Four types of solution have been designed to overcome the lack of manually annotated datasets.
Synthetic data generation. This approach can be used to complete the training set either by data augmentation or by generative methods. Data augmentation involves applying small transformations to the input image and eventually to the annotation, such as rotations or noise (https://github.com/MIC-DKFZ/batchgenerators), thus providing a new point of view. Generative methods artificially create novel images. Generative Adversarial Networks (GANs; Goodfellow et al., 2014) are DL methods that have been successfully applied to image generation of 3D nuclei (Dunn et al., 2019; Fu et al., 2018), owing to a derivative of the CycleGAN model (Zhu et al., 2017) simultaneously training a nucleus segmentation model.
Weak supervision. This approach involves the training of models using noisy or partial annotations (https://github.com/jeromerony/survey_wsl_histology). For instance, annotations with only the nucleus centroid labelled (https://github.com/huiqu18/WeaklySegPartialPoints; Qu et al., 2020) or only the nucleus bounding box added (Zhao et al., 2018) can be used to train the model to perform a full nucleus segmentation.
Active learning. Also known as ‘human-in-the-loop’, this method incorporates a human annotator during the training process. While training starts with just a few annotations, the model repeatedly asks a human annotator to label the images that would increase its performance the most. Active learning has already been applied to medical image analysis (Budd et al., 2021), 2D nucleus classification (Shao et al., 2018) and 2D nucleus segmentation (https://github.com/vanvalenlab/deepcell-label; Greenwald et al., 2021).
Transfer learning. This approach consists of first giving a general knowledge to the DL model, by, for instance, training it on a large annotated generic dataset, such as ImageNet (Deng et al., 2009) before specializing it by replacement or addition of trainable layers (Kolesnikov et al., 2020). Self-supervised learning is another related solution using large unlabelled datasets to perform pre-training on a so-called pretext task, such as solving the jigsaw puzzle of a split image, before specialization on a so-called downstream task, such as nucleus segmentation in 2D (Buchholz et al., 2020; Sahasrabudhe et al., 2020).
Data labelling and visualization tools
Data annotation and/or labelling
Creating a training dataset requires a good labelling tool. Choosing one depends on the 2D or 3D dimensions of the images and is guided by the imaging application. Here, we present free-to-use tools.

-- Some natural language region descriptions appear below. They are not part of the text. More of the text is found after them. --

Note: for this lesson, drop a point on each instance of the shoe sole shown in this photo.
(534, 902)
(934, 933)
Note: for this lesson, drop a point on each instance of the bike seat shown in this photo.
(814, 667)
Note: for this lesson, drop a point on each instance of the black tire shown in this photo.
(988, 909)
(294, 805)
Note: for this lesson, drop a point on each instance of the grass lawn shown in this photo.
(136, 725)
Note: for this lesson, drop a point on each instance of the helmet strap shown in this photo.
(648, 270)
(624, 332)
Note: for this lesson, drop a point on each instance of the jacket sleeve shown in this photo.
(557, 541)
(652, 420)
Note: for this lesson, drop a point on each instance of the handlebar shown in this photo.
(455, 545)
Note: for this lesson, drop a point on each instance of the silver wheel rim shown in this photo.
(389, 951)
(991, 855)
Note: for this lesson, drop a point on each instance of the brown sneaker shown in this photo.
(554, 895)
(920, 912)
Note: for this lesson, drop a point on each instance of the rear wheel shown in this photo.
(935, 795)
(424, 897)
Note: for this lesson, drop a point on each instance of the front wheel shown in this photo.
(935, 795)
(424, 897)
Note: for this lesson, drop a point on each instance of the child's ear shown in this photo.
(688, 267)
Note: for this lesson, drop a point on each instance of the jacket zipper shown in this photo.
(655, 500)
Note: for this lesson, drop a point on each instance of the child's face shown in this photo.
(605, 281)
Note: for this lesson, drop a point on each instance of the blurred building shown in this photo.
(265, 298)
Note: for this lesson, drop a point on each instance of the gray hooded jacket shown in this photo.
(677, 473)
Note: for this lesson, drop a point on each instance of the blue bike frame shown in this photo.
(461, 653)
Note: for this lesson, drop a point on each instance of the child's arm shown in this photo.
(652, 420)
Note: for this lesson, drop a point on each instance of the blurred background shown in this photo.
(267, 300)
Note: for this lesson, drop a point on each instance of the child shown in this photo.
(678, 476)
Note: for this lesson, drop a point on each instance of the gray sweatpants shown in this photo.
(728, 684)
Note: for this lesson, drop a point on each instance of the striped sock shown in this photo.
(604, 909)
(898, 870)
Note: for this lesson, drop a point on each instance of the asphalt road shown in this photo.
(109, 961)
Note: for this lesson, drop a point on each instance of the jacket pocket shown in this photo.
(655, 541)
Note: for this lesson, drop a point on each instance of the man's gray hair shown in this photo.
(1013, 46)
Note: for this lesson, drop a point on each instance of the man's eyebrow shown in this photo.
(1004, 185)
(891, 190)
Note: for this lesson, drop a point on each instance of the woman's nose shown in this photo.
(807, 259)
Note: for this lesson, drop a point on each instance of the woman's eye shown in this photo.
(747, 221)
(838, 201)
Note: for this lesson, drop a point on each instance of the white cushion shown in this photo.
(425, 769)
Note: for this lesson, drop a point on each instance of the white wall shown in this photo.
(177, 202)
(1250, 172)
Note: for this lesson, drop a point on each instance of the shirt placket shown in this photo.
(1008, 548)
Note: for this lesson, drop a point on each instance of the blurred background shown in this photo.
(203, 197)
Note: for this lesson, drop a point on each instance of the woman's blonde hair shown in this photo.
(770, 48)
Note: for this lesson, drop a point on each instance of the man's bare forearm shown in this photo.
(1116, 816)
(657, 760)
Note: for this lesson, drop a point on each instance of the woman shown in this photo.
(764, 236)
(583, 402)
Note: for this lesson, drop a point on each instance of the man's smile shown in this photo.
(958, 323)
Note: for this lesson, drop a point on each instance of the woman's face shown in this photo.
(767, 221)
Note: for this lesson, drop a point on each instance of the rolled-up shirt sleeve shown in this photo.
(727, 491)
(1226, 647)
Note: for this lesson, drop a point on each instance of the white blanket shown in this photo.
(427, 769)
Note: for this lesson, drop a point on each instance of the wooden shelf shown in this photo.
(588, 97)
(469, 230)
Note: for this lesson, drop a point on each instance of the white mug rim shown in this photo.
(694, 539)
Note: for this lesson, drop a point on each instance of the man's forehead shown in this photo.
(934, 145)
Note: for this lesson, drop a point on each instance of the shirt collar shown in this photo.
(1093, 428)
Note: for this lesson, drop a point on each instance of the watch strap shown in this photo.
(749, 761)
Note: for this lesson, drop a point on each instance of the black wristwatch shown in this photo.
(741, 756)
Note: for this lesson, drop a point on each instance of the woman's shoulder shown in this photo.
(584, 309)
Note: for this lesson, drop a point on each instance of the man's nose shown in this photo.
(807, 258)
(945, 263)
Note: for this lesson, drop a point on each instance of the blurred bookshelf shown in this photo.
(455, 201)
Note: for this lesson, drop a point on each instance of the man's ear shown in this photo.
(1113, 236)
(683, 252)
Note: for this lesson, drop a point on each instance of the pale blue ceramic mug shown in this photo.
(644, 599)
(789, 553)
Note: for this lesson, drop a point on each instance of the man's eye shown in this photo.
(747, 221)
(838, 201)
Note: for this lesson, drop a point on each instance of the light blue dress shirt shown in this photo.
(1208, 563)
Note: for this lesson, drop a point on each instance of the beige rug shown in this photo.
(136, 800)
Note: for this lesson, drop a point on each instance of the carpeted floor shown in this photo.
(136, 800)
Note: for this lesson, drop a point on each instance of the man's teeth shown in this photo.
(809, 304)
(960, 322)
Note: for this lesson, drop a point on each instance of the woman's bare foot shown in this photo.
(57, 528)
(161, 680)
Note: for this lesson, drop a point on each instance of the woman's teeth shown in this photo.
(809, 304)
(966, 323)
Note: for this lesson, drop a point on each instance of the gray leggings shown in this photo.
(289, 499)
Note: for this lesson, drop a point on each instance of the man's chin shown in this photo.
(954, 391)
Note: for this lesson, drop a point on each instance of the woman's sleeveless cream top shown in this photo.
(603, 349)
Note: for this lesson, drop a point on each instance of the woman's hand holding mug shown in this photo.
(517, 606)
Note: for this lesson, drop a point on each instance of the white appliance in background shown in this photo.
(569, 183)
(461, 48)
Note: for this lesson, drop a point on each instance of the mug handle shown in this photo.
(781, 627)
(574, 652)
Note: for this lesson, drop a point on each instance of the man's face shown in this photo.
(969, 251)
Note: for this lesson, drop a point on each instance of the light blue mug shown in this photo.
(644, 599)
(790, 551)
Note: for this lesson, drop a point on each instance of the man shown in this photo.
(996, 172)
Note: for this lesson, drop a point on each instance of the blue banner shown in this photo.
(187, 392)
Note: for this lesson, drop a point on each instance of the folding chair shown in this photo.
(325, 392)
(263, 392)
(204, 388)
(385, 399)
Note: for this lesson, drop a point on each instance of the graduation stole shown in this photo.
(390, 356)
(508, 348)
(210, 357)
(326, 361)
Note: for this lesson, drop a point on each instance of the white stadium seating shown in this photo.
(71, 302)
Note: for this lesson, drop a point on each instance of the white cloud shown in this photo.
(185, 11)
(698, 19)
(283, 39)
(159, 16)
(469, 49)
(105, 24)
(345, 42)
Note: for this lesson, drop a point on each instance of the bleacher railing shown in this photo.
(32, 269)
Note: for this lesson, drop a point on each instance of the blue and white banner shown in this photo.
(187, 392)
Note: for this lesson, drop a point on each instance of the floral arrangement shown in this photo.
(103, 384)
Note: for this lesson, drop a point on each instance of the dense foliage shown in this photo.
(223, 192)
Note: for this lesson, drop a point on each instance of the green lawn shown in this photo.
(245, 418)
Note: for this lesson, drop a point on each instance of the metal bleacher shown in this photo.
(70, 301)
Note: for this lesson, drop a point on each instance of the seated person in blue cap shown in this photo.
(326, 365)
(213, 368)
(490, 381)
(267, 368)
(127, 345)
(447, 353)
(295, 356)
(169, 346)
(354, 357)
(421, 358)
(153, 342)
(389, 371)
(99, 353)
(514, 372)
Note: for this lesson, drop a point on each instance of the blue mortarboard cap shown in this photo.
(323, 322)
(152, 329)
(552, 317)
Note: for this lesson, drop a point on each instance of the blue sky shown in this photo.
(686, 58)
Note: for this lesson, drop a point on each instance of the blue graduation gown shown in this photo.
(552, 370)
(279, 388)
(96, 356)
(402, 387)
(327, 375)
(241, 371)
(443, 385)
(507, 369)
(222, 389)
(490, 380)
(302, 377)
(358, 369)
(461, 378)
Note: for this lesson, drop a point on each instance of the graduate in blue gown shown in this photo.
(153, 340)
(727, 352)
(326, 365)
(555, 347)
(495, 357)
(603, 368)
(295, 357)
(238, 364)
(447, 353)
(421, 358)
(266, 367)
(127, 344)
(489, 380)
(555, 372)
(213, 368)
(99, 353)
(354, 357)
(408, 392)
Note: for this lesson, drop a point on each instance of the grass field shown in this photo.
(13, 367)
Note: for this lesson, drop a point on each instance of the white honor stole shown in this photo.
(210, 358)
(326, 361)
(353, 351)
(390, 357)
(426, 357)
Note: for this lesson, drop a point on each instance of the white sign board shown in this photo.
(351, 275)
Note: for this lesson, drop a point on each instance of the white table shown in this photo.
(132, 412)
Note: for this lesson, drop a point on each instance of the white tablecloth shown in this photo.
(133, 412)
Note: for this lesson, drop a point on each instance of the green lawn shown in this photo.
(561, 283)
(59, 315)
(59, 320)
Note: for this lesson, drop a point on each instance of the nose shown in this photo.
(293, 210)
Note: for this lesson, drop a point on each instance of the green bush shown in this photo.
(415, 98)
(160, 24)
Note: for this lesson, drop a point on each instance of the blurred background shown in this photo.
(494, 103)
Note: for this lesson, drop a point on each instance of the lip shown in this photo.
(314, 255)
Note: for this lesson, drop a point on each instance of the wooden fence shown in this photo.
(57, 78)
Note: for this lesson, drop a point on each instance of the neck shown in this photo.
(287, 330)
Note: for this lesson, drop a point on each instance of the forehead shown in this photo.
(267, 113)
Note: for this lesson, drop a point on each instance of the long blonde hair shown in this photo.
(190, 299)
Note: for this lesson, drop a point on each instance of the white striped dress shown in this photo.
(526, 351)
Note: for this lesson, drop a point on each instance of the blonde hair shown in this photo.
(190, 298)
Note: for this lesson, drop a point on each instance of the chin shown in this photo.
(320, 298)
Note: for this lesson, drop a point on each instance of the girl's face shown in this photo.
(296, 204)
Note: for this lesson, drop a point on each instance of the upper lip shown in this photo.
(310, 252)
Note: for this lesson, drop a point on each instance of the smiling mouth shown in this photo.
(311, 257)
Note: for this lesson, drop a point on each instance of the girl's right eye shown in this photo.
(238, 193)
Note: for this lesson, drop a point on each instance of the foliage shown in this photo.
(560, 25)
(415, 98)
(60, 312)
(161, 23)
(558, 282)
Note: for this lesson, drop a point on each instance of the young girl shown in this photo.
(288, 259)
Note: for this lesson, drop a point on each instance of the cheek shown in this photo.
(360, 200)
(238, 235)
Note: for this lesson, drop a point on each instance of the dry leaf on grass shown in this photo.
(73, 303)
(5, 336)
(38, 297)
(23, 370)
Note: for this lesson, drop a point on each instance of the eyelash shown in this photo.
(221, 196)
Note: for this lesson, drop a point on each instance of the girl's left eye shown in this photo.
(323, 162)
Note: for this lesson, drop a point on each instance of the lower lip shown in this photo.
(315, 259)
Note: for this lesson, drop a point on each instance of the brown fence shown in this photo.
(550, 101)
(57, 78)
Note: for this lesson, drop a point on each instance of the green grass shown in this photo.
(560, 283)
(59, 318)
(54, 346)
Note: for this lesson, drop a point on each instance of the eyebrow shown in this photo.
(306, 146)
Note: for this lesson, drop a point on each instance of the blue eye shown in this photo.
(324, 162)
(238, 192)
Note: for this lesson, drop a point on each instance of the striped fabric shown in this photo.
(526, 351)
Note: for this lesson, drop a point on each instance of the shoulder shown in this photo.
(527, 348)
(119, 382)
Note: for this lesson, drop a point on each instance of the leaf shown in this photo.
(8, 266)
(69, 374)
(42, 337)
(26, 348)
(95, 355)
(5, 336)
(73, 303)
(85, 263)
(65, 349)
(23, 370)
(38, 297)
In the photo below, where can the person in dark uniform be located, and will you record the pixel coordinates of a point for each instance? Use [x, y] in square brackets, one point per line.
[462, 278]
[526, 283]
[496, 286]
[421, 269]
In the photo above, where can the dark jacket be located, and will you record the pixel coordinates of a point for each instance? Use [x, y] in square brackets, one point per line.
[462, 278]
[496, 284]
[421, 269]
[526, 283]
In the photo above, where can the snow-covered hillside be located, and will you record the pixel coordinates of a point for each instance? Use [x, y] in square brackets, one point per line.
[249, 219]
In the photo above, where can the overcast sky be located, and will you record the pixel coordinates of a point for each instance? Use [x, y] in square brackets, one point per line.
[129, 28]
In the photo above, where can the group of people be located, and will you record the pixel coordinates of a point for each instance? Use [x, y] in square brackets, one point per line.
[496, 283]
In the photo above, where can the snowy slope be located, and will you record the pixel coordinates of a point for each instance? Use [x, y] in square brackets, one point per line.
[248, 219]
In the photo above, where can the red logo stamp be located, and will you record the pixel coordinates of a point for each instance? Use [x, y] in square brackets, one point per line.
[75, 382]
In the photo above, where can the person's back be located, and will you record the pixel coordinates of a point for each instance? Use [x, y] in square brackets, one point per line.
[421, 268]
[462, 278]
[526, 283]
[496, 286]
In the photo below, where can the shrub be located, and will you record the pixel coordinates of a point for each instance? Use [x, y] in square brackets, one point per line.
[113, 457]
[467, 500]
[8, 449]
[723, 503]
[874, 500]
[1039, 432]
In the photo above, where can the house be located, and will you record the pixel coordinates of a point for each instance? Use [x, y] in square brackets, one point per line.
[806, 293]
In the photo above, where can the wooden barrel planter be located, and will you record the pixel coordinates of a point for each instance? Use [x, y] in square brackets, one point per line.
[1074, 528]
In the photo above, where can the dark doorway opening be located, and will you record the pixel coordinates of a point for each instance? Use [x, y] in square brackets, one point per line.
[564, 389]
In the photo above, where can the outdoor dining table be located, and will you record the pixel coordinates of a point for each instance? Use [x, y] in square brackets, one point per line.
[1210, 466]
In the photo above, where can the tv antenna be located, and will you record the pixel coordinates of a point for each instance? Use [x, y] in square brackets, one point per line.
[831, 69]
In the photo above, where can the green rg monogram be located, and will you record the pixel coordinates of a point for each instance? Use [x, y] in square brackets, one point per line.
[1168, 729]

For classification, two pieces of information are extracted from each image and stored in a file: the image name or identifier and its class. 3D bioimages might be classified slice by slice. The ImageJ plugin Qualitative Annotations (Thomas et al., 2021) is an annotation tool for classification, storing the manual annotations in a text file. This plugin relies on the ImageJ selection tools and can also be used for object detection by drawing bounding boxes around objects. 3D Slicer (https://www.slicer.org/), which is designed for annotation of 3D biomedical images, or more general-purpose software, such as VGG Image Annotator (VIA; https://www.robots.ox.ac.uk/~vgg/software/via/; Dutta and Zisserman, 2019) or LabelImg (https://github.com/tzutalin/labelImg) for 2D images and 3D-bat (https://github.com/walzimmer/3d-bat; Zimmer et al., 2019) for 3D images, can also be used. A plethora of solutions exist for the central bioimaging problem of segmentation. 3D Slicer or ITK-SNAP can be used for both 2D and 3D images. The best annotation tools for segmentation we have tested are Ilastik (Berg et al., 2019) and Weka (Arganda-Carreras et al., 2017); both integrate ML algorithms (Random Forest) to quickly label a large number of large 3D images. The webKnossos (https://webknossos.org/; Boergens et al., 2017) platform provides many tools for manual online segmentation in both 2D and 3D.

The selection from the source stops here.